MAP Corner, Klub Diskusi Adminitrasi Publik UGM, mengadakan diskusi tentang Analisis Mengenai Dampak Lingkungan (AMDAL) pembangunan bandara New Yogyakarta International Airport (NYIA), Selasa (22/11). Diskusi yang bertemakan Kontroversi AMDAL dan Konflik Pembangunan Bandara NYIA ini berlangsung hampir dua jam. Diskusi ini menghadirkan beberapa pembicara dari berbagai macam latar belakang, yaitu Harry Supriyono, Dosen Hukum Lingkungan UGM; Yogi Zul Fadhli, Relawan Lembaga Bantuan Hukum Yogyakarta; dan Martono, Aktivis Wahana Tri Tunggal.
Klub diskusi yang sudah dimulai sejak 2011 ini telah melakukan hampir dua ratus kali diskusi. Diskusi ini berawal dari keresahan akan UGM yang semakin jauh dari rakyat. “Kampus kerakyataan kini tidak berbicara mengenai masalah rakyat,” papar Arif Novianto, salah satu panitia diskusi. Dia juga menjelaskan bahwa informasi mengenai NYIA yang diterima masyarakat belum menggambarkan apa yang terjadi pada kenyataan di lapangan.
Arif mengatakan bahwa media dan koran hanya menampakkan dampak baik dari pembangunan bandara itu. Ia menambahkan bahwa beberapa informasi yang dipublikasikan berbeda dengan yang terjadi. Menurutnya, informasi ini sangat bertolak belakang dengan dampak buruk yang sebenarnya ada. Contohnya adalah para petani yang kehilangan tanah garapannya. Selain itu, para petani ini dibohongi bahwa tanah di sana cocok untuk pembangunan bandara.
Harry Supriyono juga mengatakan bahwa salah satu dampak buruk pembangunan NYIA adalah tidak diberlakukannya AMDAL yang sesuai ketentuan. Menurutnya, AMDAL itu perhitungan yang merupakan sebuah instrumen untuk menjaga masa depan, bukan alat untuk meneruskan kontrak pembangunan. Apabila pembangunan itu tidak layak, pembangunan tersebut tidak perlu diteruskan. Kemudian, Harry menegaskan bahwa pembangunan bandara di Kulon Progo masih banyak yang melanggar hukum seperti yang dikatakan oleh Arif. “Kulon Progo itu cacat hukum,” tandasnya.

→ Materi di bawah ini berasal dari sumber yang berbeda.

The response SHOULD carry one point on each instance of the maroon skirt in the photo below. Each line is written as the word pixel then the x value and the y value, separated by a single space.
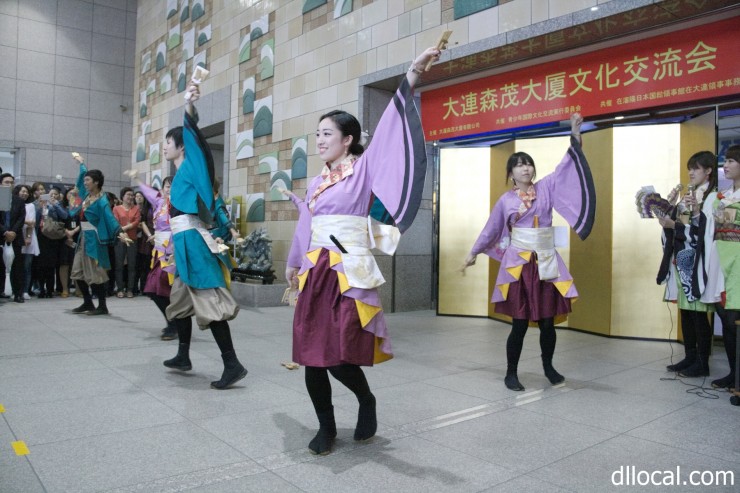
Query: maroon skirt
pixel 157 281
pixel 532 299
pixel 326 326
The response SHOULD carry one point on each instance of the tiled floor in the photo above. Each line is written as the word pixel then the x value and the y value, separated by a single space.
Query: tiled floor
pixel 98 411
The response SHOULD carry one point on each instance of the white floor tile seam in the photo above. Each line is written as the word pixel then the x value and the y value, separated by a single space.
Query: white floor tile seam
pixel 78 351
pixel 195 479
pixel 581 424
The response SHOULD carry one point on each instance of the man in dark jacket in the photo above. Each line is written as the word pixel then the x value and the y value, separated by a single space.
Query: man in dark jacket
pixel 11 227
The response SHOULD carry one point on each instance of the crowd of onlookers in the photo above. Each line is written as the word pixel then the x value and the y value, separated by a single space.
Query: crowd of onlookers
pixel 41 229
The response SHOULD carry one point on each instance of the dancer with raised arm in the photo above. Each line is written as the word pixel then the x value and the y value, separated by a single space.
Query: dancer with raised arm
pixel 199 288
pixel 533 282
pixel 338 324
pixel 99 229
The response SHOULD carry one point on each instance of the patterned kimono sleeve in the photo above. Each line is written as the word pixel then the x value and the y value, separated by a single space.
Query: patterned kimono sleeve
pixel 223 222
pixel 572 189
pixel 396 158
pixel 489 240
pixel 192 187
pixel 302 235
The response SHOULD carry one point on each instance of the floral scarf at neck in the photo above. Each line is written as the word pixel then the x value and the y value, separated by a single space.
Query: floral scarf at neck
pixel 332 176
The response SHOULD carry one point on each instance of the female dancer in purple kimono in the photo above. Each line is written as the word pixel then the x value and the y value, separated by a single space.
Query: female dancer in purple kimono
pixel 339 323
pixel 162 272
pixel 533 282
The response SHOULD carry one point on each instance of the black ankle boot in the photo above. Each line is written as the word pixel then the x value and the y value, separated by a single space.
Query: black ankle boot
pixel 321 444
pixel 512 381
pixel 698 369
pixel 367 420
pixel 85 307
pixel 169 333
pixel 99 291
pixel 182 360
pixel 684 363
pixel 233 371
pixel 726 382
pixel 552 375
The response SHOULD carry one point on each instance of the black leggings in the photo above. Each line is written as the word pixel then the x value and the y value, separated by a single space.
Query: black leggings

Ferry, peserta diskusi, turut tidak setuju dengan diadakannya proyek NYIA. Ia membeberkan beberapa kajian mengenai Kulon Progo yang memiliki potensi tsunami. Ia menambahkan bahwa lahan bandara terletak pada cekungan aliran air tanah Wates. Aliran dari air tanah ini dapat menimbukan banjir. Selain itu, pembangunan bandara di sana kemungkinan akan diikuti dengan pembangunan hotel dan restoran. “Adanya migrasi burung setiap tahunnya juga akan membahayakan aktivitas penerbangan,” tambah Mahasiswa Hukum Universitas Islam Indonesia ini.
Ferry mengharapkan kesadaran dari mahasiswa lain agar dapat mengembangkan wacana penolakan pembangunan bandara. Wacana dapat dikembangkan dengan diadakannya diskusi yang memulai aksi nyata penolakan.“Diskusi diusahakan lingkupnya luas agar mahasiswa sadar pentingnya menolak pembangunan bandara tersebut,” tambahnya. [Amirah Syukraini, Farid Zakaria, Litalia Putri Cahayani]
1 komentar
Yup, setuju gan, proses kajian amdal yg spesifik sangat perlu, demi tercipnya pembangunan yg efisien dalam segi ekonomi dan kehidupan budaya jangka panjang. Karena setahu saya Kulon progo adalah salahsatu inti industri pertanian di wilayah yogyakarta. Terlebih lagi jika hotel dan apartemen menjamur diwilayah tersebut, maka kemungkinan besar budaya pun akan ikut terkikis jika tidak dberi koridor yg jelas.
Mohon maaf jika ada yg salah, karena pengetahuan saya dangkal.